L'unité du pays au bout du chemin

Alors que depuis des décennies les mouvements séparatistes prolifèrent dans de nombreux pays, au Liban, c'est l'inverse. En effet, le peuple s'est soulevé pour exiger l'unité d'un pays divisé sur des bases confessionnelles. Cette unité s'est construite sur le rejet d'un régime qui attise les divisions, et ce, pour mieux contrôler le peuple. Mais d'où vient la force de ce mouvement qui a fait chuter un gouvernement d'union nationale au sein duquel tous les partis confessionnels les plus importants sont représentés ?

Premièrement, le Liban vit une des plus graves crises économiques de son histoire. Alors que par le passé, l'oligarchie a toujours réussi à s'en sortir grâce au clientélisme, cette fois-ci, la crise touche tous les partis confessionnels alors que l'État est au bord de la banqueroute. Ces derniers n'ont plus d'argent à distribuer et ne peuvent plus faire appel en masse à leurs hommes de main pour réprimer le mouvement ou attiser la discorde confessionnelle. Au contraire, même à l'intérieur de ces partis, le mécontentement est grand. Ainsi, de nombreux militants de ces partis sont descendus grossir les rangs des manifestants. Le système est donc en train de se déliter de l'intérieur.
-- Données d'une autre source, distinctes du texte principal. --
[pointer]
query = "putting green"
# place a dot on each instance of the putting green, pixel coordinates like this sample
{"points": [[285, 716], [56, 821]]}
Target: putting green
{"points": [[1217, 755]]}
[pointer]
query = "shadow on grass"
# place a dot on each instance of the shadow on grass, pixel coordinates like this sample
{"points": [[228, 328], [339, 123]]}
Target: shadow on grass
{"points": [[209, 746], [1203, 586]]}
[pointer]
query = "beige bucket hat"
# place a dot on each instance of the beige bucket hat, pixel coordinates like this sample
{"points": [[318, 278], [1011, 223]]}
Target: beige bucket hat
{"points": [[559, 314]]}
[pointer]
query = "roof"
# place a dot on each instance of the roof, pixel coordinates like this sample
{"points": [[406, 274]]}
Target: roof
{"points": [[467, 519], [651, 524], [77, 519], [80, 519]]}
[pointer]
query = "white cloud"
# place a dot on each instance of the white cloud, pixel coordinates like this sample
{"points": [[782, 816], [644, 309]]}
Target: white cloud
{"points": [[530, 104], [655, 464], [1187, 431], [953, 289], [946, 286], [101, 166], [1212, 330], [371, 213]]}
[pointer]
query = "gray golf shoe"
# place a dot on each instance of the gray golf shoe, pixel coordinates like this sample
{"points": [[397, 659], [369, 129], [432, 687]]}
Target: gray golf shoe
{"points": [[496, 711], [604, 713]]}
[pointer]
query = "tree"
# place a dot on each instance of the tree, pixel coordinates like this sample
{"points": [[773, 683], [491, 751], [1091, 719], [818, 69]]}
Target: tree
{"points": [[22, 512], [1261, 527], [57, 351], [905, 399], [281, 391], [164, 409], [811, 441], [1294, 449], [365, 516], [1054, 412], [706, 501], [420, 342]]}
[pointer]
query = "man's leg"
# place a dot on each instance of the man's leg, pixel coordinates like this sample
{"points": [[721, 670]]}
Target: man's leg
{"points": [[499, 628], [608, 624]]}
Deuxièmement, la force du mouvement est à rechercher à l'intérieur de ses différentes composantes.(5) Il est primordial de noter à présent que la jeunesse née après la guerre civile est massivement présente dans les rues. Cette génération courageuse et déterminée qui ne craint pas les balles et les coups des militaires, des policiers et des milices confessionnelles est le cœur battant de cette révolution. Moins perméable que les générations précédentes au chantage à la guerre confessionnelle, elle mène son combat quotidiennement dans les rues et sur les réseaux sociaux. Dans son dernier discours, le président Michel Aoun s'est adressé directement à cette jeunesse à plusieurs reprises tout en soulignant qu'elle est désormais une actrice clé de la contestation en cours et plus généralement de la société libanaise.

Après la chute du gouvernement, il s'agit désormais de constituer un gouvernement provisoire dit de salut public, excluant toutes les anciennes forces politiques liées au régime confessionnel. D'après les revendications populaires, ce gouvernement doit avoir trois principales tâches : la stabilisation de la situation économique, la lutte anticorruption et l'organisation d'élections anticipées selon une loi électorale non confessionnelle. De l'évolution du rapport de forces, actuellement en faveur de la rue, dépendra la mise en application stricte de ces demandes.

Jad Kabbanji

Notes :

1. un.int

2.Équateur, Chili et Haïti.

3.Entre autres, et pour ne nommer que les plus importants : Amal et Hezbollah (chiites), Force libanaise et Courant patriotique libre (chrétiens maronites), Courant du futur (sunnites), Parti socialiste progressiste (druzes).

4.19 et 25 octobre et 1er novembre.

5.La présentation des acteurs de la révolution doit être le sujet d'un autre article.